His table is filled in just the same way, using the same values for sensitivity and specificity -- but assuming that 90 people out of 100 like him do have heart disease and 10 do not.
And now, at last, we come to the important distinction between a column-based and row-based view of the world. A column-based view of the world is a test-based view; a row-based view of the world is a patient-based view. And if you are the patient, it's a you-based view -- as it ought to be.
What is the probability of heart disease in the young girl, and in the older man, assuming both have an EKG with the same abnormal appearance? The probability of disease in those with a positive test result is the positive predictive value, or [a/(a + b)]. For him, that's [67.5/(67.5 + 3)], or 95.7 percent. In other words, an abnormal EKG in this man with known heart disease and chest pain like prior angina is almost certain to mean heart pain now.
But the girl's probability of heart pain is [0.75/(0.75 + 29.7)], or less than 2.5 percent. In this young girl with almost no chance of having heart disease, she still has almost no chance of having heart disease even after her EKG comes in suggesting that she does!
And that is the next, essential contribution your inner statistician needs to make to your clinical care. The probability of a test result meaning disease is truly present, or truly absent, does not just depend on the test. It depends on the probability that you might have had the condition in question in the first place! It doesn't matter how reliable a pregnancy test is -- if it comes back positive in a male patient, it's wrong.
Of course, the example above is willfully oversimplified. An EKG is unlikely to perform exactly the same way in a young woman and an older man. But that just means that individual characteristics are even more important -- and the details of this can, once again, be a topic for another day.

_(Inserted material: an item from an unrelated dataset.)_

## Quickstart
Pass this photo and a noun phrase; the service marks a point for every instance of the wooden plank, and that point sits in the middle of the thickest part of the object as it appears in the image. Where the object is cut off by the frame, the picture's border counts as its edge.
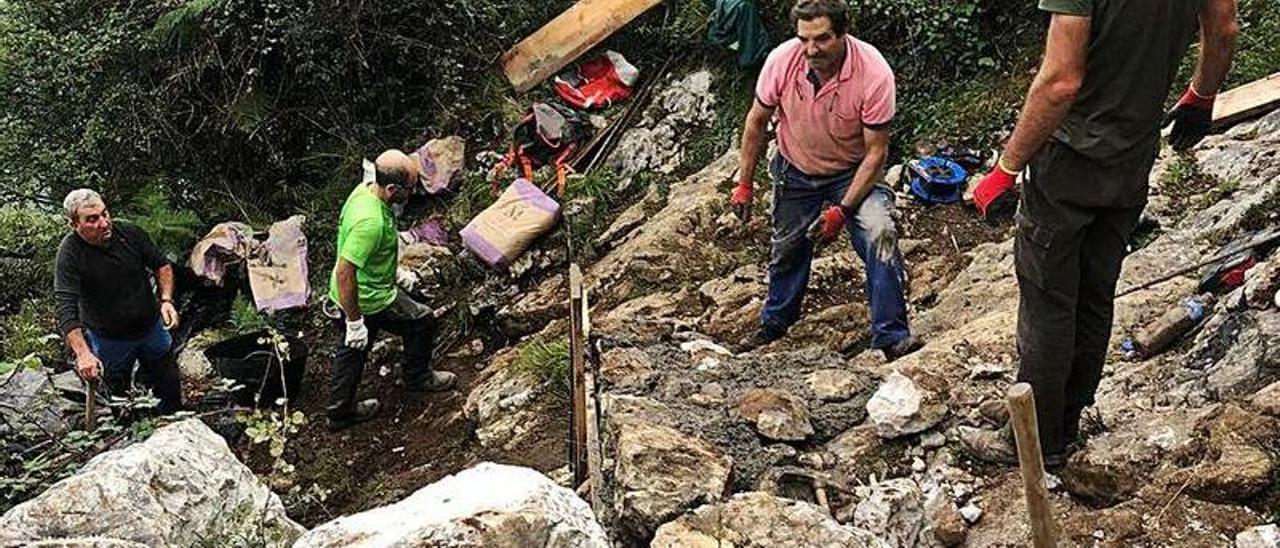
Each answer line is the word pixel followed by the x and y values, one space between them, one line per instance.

Ideally, your doctor is well aware of all this (it is taught in medical school under either the rubric of biostatistics, or clinical epidemiology) and is routinely factoring such considerations into the interpretation of all medical tests. But my time in the trenches suggests otherwise.

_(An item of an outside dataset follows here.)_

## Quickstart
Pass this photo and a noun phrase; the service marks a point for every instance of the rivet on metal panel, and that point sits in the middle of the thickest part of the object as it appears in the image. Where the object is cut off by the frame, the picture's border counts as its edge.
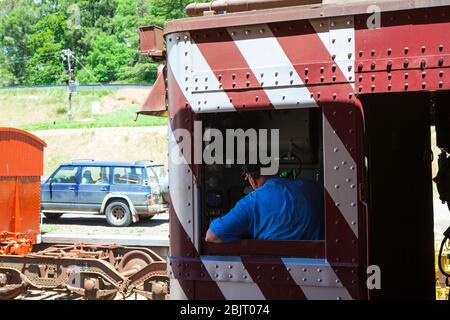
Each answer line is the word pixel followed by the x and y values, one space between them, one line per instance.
pixel 423 64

Many doctors, particularly young doctors, come to view test results as if handed down direct from the heavens -- and forget that context greatly alters their implications. It shouldn't be your burden to defend against this -- but alas, it is. Because, as noted last time, you, the patient, are the one with skin in the game.

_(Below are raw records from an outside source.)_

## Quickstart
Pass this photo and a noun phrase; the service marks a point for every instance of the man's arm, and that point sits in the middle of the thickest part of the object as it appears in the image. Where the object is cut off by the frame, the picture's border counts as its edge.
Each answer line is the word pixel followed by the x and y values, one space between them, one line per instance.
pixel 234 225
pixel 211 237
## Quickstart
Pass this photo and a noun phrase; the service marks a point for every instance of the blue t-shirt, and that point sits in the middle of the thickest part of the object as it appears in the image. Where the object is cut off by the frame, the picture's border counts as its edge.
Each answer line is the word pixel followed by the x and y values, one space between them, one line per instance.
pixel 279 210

So along with asking if a rule-in test is specific enough to be trusted, and if a rule-out test is sensitive enough to do the job, you should also be asking this: How probable is it that I have this condition before we get started with any testing? The results of a test should not supplant this estimate -- called the prior probability of disease -- but should be combined with it to generate reliable guidance. Guidance that isn't just about some diagnostic test, but is -- as it should be -- about you!